I have some pre-processor definitions that make storing UI text easy in a single array (see below). Also makes supporting other languages less cumbersome.
#define DECLARE_STRING_ENUM_FST(name, value) name
#define DECLARE_STRING_ENUM_SND(name, value) value
#define DECLARE_STRING_ENUM(name, macro) \
typedef enum name { macro(DECLARE_STRING_ENUM_FST) } name; \
static const char* name##_sztable[] = { macro(DECLARE_STRING_ENUM_SND) }; \
// this is a string table usage
#define MSG_ENUM_(X) \
X(STR_ONE, "One"), \
X(STR_TWO, "Two"), \
X(STR_THREE, "Three"), \
X(STR_PRESS_ENTER, "Press Enter")
// the actual declaration is here
DECLARE_STRING_ENUM(menu, MSG_ENUM_)
the result is an array of strings and an enum representing indexes in the array.
However, since it is an array of pointers to constant char*, it takes up ram which is very scarce on this device. The couple of large string tables in the program are taking up ~30% of the available RAM. so this can't be ignored.

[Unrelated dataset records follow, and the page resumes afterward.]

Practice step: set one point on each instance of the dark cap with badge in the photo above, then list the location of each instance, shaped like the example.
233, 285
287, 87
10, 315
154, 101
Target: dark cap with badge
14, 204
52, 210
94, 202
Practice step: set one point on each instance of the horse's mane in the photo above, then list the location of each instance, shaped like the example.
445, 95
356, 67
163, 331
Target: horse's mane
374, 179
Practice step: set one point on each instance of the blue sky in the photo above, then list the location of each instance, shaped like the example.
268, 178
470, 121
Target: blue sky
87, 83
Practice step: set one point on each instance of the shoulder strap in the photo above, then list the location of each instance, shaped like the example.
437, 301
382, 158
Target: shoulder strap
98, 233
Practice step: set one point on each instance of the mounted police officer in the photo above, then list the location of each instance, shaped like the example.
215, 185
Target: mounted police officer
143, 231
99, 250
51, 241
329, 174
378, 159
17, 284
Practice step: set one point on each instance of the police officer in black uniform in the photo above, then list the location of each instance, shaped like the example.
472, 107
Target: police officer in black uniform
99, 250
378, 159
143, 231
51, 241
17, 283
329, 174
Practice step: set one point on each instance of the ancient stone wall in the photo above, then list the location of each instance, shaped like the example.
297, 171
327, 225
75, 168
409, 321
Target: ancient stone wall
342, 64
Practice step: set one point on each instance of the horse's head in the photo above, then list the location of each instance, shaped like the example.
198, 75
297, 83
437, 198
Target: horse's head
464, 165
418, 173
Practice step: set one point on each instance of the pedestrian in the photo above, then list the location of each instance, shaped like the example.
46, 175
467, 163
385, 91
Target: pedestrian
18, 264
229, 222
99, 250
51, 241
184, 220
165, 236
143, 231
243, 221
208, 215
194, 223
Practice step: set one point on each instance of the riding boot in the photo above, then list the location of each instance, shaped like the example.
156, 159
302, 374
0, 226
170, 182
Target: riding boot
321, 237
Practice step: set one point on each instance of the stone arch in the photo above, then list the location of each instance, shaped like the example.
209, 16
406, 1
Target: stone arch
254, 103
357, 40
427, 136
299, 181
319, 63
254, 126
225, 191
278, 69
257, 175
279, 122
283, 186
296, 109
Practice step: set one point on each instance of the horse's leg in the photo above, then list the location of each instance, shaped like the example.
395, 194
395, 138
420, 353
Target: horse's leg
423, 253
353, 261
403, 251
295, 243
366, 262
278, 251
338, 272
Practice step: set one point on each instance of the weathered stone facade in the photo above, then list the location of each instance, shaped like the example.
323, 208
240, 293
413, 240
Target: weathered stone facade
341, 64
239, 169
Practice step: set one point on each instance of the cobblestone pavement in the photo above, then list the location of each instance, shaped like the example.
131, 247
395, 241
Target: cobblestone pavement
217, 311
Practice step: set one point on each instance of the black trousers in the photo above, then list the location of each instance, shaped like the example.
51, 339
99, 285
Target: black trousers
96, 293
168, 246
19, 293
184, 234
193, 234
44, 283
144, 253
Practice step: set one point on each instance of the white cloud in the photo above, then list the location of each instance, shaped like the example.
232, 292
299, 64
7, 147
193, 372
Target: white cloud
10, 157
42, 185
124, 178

Dependency of RAM would go to zero if the enum values were starting positions of the null-terminated sub-strings in one large const char string stored in code space.
i.e:
menu_sztable[] = "One\0Two\0Three\0Press Enter\0";
STR_ONE -> 0
STR_TWO -> 4
STR_Three -> 8
STR_PressEnter -> 14
Is there a clever way to use the C-Preprocessor to make this? I'd like to avoid building up the enum manually or having to to write a pre-build command program that converts the arrays.
static const char* const name##_sztable[] = /* ... */which should put the array of pointers into ROM with most embedded device tool chains (assuming that ROM/flash space isn't an issue as well)?